AUTHOR=Schramm Andre , Raidt Johanna , Gross Anika , Böhmer Maik , Beule Achim Georg , Omran Heymut TITLE=Molecular defects in primary ciliary dyskinesia are associated with agenesis of the frontal and sphenoid paranasal sinuses and chronic rhinosinusitis JOURNAL=Frontiers in Molecular Biosciences VOLUME=10 YEAR=2023 URL=https://www.frontiersin.org/journals/molecular-biosciences/articles/10.3389/fmolb.2023.1258374 DOI=10.3389/fmolb.2023.1258374 ISSN=2296-889X ABSTRACT=

Background: Primary ciliary dyskinesia (PCD; MIM 242650) is a rare genetic disorder characterized by malfunction of the motile cilia resulting in reduced mucociliary clearance of the airways. Together with recurring infections of the lower respiratory tract, chronic rhinosinusitis (CRS) is a hallmark symptom of PCD. Data on genotype–phenotype correlations in the upper airways are scarce.

Materials and methods: We investigated the prevalence, radiologic severity, and impact on health-related quality of life (HrQoL) of CRS in 58 individuals with genetically confirmed PCD. Subgroup analysis was performed according to the predicted ultrastructural phenotype based on genetic findings.

Results: Among 58 individuals harboring pathogenic variants in 22 distinct genes associated with PCD, all were diagnosed with CRS, and 47% underwent sinus surgery. A total of 36 individuals answered a German-adapted version of the 20-item Sinonasal Outcome Test (SNOT-20-GAV) with a mean score of 35.8 ± 17, indicating a remarkably reduced HrQoL. Paranasal sinus imaging of 36 individuals showed moderate-to-severe opacification with an elevated Lund–Mackay Score (LMS) of 10.2 ± 4.4. Bilateral agenesis of frontal sinus (19%) and sphenoid sinus (9.5%) was a frequent finding in individuals aged 16 years or older. Subgroup analysis for predicted ultrastructural phenotypes did not identify differences in HrQoL, extent of sinus opacification, or frequency of aplastic paranasal sinuses.

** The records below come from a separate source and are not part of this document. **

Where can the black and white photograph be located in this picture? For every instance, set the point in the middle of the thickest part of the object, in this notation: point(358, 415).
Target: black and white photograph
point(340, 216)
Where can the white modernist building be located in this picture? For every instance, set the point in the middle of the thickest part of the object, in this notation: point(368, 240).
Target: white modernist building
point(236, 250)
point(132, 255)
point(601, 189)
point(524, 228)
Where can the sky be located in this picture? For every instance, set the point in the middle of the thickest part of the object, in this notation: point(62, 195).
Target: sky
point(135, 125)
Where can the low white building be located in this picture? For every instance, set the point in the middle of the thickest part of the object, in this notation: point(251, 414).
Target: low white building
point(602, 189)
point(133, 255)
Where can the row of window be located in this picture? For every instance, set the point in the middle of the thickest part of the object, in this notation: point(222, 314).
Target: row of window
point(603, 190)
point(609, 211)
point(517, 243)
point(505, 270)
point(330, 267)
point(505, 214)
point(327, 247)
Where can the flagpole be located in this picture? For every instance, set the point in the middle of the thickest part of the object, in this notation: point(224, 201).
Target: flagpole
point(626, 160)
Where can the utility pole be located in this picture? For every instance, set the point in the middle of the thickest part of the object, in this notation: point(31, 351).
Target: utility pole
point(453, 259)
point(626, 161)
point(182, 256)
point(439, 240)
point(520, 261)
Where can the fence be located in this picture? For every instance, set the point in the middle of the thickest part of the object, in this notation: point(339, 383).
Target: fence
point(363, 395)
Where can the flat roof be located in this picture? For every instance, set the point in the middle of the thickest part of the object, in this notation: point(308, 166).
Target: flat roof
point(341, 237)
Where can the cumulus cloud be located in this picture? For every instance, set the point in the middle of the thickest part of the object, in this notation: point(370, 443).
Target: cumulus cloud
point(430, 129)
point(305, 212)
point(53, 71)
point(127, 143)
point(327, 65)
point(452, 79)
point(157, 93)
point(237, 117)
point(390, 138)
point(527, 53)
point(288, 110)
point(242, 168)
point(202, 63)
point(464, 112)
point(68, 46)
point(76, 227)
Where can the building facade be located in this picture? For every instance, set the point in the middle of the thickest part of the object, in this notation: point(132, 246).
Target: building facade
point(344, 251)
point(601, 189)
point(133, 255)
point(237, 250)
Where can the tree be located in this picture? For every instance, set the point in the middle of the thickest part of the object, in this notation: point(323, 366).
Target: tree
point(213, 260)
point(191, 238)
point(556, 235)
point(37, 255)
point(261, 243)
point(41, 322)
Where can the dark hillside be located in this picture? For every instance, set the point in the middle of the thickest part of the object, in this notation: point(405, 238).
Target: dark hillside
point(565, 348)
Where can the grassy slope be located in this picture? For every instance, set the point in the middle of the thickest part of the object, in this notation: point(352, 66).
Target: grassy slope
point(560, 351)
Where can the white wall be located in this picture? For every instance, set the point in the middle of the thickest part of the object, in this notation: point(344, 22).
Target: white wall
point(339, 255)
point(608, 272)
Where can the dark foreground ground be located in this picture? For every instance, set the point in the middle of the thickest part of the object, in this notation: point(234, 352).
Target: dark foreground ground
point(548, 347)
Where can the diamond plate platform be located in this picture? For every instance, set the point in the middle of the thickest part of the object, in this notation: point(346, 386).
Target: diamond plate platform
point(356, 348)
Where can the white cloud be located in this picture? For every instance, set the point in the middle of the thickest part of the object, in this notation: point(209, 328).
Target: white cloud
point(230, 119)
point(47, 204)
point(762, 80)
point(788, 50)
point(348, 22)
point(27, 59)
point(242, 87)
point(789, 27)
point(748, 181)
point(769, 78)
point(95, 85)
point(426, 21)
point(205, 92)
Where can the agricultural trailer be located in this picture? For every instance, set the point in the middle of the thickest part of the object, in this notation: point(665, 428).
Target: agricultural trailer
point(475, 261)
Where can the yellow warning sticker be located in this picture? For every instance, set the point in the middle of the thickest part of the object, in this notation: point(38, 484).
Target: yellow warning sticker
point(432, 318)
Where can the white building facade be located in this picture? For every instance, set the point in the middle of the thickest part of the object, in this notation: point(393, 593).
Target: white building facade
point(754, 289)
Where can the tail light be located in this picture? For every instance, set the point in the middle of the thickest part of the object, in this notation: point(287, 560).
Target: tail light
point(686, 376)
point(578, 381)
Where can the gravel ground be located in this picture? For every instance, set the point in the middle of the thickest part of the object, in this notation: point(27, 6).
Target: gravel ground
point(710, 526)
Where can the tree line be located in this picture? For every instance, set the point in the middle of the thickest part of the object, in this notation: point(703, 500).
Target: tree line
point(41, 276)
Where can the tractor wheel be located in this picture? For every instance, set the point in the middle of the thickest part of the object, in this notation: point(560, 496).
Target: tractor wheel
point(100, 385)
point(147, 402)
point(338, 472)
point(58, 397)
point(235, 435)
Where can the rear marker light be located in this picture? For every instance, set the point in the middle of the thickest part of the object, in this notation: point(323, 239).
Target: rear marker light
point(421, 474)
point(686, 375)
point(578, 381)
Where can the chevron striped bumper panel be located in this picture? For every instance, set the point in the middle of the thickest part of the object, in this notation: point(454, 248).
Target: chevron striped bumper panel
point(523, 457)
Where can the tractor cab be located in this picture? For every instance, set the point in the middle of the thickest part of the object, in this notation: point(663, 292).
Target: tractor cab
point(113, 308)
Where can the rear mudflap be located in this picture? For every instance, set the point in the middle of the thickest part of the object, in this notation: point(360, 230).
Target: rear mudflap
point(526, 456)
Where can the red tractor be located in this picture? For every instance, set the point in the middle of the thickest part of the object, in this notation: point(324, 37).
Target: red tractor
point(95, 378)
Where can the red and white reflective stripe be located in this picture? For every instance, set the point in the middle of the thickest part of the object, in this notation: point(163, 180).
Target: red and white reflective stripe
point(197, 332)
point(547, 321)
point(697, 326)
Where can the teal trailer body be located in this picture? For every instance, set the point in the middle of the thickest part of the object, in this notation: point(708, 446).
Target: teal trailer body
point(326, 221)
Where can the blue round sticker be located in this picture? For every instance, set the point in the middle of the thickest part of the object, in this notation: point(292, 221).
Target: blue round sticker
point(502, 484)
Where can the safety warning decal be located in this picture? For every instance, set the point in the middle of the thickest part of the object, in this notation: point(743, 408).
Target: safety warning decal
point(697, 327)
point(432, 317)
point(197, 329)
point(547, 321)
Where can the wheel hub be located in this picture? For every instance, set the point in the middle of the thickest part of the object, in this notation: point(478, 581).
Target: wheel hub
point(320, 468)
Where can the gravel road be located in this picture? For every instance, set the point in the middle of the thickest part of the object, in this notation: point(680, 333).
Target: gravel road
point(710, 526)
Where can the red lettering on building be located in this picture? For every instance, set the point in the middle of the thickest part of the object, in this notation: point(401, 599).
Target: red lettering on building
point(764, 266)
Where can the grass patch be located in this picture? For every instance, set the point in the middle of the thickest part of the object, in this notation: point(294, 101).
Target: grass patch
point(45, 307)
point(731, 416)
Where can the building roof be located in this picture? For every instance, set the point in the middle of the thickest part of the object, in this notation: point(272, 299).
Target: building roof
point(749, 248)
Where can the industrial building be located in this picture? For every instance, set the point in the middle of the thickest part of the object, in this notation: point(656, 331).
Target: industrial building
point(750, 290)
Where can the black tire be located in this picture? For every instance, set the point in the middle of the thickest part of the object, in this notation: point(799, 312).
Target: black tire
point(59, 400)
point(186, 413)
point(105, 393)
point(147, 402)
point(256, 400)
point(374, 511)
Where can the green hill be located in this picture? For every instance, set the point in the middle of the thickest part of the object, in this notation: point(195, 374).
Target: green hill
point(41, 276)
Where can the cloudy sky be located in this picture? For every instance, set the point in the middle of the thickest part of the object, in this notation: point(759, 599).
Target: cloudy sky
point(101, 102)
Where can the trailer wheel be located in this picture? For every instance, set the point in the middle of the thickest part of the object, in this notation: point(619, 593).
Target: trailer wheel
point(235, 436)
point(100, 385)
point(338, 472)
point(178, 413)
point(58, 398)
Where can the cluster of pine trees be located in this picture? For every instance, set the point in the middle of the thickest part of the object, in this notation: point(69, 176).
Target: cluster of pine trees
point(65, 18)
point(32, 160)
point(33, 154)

Conclusion: PCD is strongly associated with CRS. The high burden of disease is indicated by decreased HrQoL. Therefore, the upper airways of PCD individuals should be evaluated and managed by ear–nose–throat (ENT) specialists. Genetically determined PCD groups with predicted abnormal versus (near) normal ultrastructure did not differ in disease severity. Further studies are needed to gain evidence-based knowledge of the phenotype and management of upper airway manifestations in PCD. In addition, individuals with agenesis of the frontal and sphenoid paranasal sinuses and chronic respiratory symptoms should be considered for a diagnostic evaluation of PCD.